The course grade is a function of homework, one or two library sessions covering research and research resources, one quiz, a mid-term exam, the final exam, and a group research paper. The allocation of points is covered on page 7 of the syllabus.

In this note, I will expand a little upon the research paper.

The research paper is a group project worth 25% of the course grade. Employers are increasingly emphasizing exposure to group work. Groups and teams—whether they are comprised of executives, staff, or both—play important roles in the development of corporate strategy, implementation of functional responsibilities, administration of the company, and addressing specific problems or challenges. Therefore, the grade is strictly an evaluation of the finished product. No individual grades are assigned. All participants receive the same grade. How students choose to divide the work is completely up to them. Doing so is a proxy for resource allocation, including the assignment of people to projects.

This paper offers students an opportunity to apply course concepts to an actual company. It provides early practical exposure to the development of corporate strategy. Two common issues that arise are deficiencies in which some papers lack required elements (a fully avoidable error) and those that provide an overly superficial strategic recommendation and/or simply offer existing strategy as their recommendation. The paper’s required elements can be found on page 14 of the syllabus. All companies can be improved. The purpose of the paper is to find ways in which an existing company can improve its medium- and long-term performance. Such improvement requires moving beyond a company’s existing strategy.

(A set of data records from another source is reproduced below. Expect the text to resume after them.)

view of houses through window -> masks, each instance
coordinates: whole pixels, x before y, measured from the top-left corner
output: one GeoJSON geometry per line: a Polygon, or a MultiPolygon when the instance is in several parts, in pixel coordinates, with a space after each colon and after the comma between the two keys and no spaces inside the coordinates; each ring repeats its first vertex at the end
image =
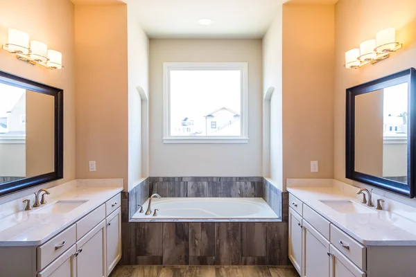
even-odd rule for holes
{"type": "Polygon", "coordinates": [[[241,71],[172,70],[170,135],[241,135],[241,71]]]}

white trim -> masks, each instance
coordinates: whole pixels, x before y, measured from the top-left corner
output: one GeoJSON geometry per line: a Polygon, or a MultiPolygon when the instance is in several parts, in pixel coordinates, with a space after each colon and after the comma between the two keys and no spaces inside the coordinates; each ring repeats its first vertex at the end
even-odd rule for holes
{"type": "Polygon", "coordinates": [[[164,143],[248,143],[248,63],[247,62],[164,62],[163,64],[163,142],[164,143]],[[171,70],[240,70],[241,71],[241,136],[170,136],[170,82],[171,70]]]}

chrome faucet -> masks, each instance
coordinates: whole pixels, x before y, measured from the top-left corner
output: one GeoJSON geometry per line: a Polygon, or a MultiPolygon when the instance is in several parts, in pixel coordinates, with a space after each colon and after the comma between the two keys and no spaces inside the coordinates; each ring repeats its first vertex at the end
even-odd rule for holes
{"type": "Polygon", "coordinates": [[[155,193],[154,195],[152,195],[152,196],[150,196],[150,198],[149,198],[149,206],[148,206],[148,209],[145,213],[146,215],[149,215],[152,213],[152,209],[150,208],[150,205],[152,204],[152,199],[153,199],[153,197],[157,197],[157,199],[162,198],[160,197],[160,195],[159,195],[157,193],[155,193]]]}
{"type": "Polygon", "coordinates": [[[357,191],[357,195],[363,194],[363,201],[361,201],[361,203],[365,203],[365,195],[363,193],[364,191],[367,192],[367,194],[368,195],[368,201],[367,202],[367,206],[372,207],[373,204],[372,204],[372,202],[371,201],[371,193],[370,191],[368,191],[368,190],[367,188],[360,188],[357,191]]]}
{"type": "Polygon", "coordinates": [[[35,204],[33,204],[33,207],[36,208],[40,206],[42,204],[46,204],[46,200],[45,200],[45,195],[50,195],[51,192],[48,190],[46,190],[46,188],[41,188],[40,190],[39,190],[39,191],[37,193],[35,193],[35,204]],[[42,195],[42,201],[40,202],[39,202],[39,195],[40,195],[40,193],[42,192],[44,192],[45,193],[44,193],[42,195]]]}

Students are encouraged to submit early drafts for feedback. After all, a key focus of the paper is student learning.

Students most definitely should not wait until the closing days of the semester to begin writing the paper. To illustrate the futility of treating the research paper as an exercise in “cramming,” one submitted paper failed to utilize the target company’s 10-K report. The explanation given was that the 10-K was ‘too long.’

That was a big mistake. As you will learn during the course, the 10-K report is not some inconsequential or peripheral information. It is an essential component to understanding a company, its situation, and how it sees its environment. Quality papers require thorough research, careful preparation, and thoughtful consideration of possible strategic options, especially when it comes to tying those potential strategies to company resources, capabilities, opportunities, and threats.

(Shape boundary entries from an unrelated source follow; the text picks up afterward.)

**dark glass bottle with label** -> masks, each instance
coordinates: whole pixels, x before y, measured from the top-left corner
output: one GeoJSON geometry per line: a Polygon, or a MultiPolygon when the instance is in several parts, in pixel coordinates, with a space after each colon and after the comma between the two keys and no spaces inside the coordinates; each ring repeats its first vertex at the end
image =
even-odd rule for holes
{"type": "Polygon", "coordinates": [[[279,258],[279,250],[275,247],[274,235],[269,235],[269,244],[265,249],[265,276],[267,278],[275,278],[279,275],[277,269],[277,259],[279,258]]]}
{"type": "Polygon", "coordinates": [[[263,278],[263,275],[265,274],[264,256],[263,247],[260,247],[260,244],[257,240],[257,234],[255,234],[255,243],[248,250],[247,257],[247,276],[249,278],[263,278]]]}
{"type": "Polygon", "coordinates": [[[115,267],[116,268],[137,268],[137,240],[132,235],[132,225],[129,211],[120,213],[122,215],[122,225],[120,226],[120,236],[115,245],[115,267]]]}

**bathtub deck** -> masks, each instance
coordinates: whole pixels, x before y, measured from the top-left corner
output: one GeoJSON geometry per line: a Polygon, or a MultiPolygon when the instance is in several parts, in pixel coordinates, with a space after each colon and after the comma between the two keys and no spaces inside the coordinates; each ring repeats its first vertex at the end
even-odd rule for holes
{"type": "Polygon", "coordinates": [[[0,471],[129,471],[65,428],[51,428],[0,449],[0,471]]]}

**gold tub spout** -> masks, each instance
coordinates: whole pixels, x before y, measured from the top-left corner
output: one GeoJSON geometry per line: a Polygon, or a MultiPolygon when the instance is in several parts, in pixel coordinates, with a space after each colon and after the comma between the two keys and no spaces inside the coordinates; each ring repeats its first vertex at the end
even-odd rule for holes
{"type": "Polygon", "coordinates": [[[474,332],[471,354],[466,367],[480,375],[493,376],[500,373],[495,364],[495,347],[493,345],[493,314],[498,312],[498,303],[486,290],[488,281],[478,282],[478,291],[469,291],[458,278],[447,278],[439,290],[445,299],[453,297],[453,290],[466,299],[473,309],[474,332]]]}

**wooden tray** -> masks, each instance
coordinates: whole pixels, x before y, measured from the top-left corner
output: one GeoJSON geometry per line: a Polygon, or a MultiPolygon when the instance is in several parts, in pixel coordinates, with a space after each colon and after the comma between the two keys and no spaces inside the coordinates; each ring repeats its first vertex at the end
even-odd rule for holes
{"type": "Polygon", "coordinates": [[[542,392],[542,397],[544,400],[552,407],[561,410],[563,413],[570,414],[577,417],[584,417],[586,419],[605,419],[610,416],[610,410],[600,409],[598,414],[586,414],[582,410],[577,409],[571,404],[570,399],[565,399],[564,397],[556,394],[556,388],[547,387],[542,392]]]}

Every student can succeed with sustained and ongoing commitment to the course’s work. Nineteenth Century British Prime Minister Benjamin Disraeli once explained to Parliament, “The secret of success is constancy to purpose.” Even in the 21st century, his insight retains its relevance.

I very much want to see every student meet his or her full potential. Therefore, I have provided this somewhat detailed explanation in advance of the semester.

Finally, to initiate one’s thinking about strategic management, consider three quotes from Warren E. Buffett’s 2015 letter to shareholders:

“I’ve made some dumb purchases…”

“Charlie [Berkshire Hathaway Vice Chairman, Charlie Munger] and I encourage bolt-ons [acquisitions], if they are sensibly-priced. (Most deals offered us most definitely aren’t.) These purchases deploy capital in operations that fit with our existing businesses and that will be managed by our corps of expert managers.”

“Our flexibility in capital allocation—our willingness to invest large sums passively in non-controlled businesses—gives us a significant edge over companies that limit themselves to acquisitions they will operate.”

These quotes capture elements that define various aspects of strategy: the management team, learning, value recognition, value creation, resource deployment, strategic fit, and uniqueness. Those are among the elements that help companies develop sustainable competitive advantages. Those advantages, which can enable companies to earn above market returns for long periods of time, are a central goal of business strategy.

Good luck in the coming semester, both in BBA 407 and in all your other classes.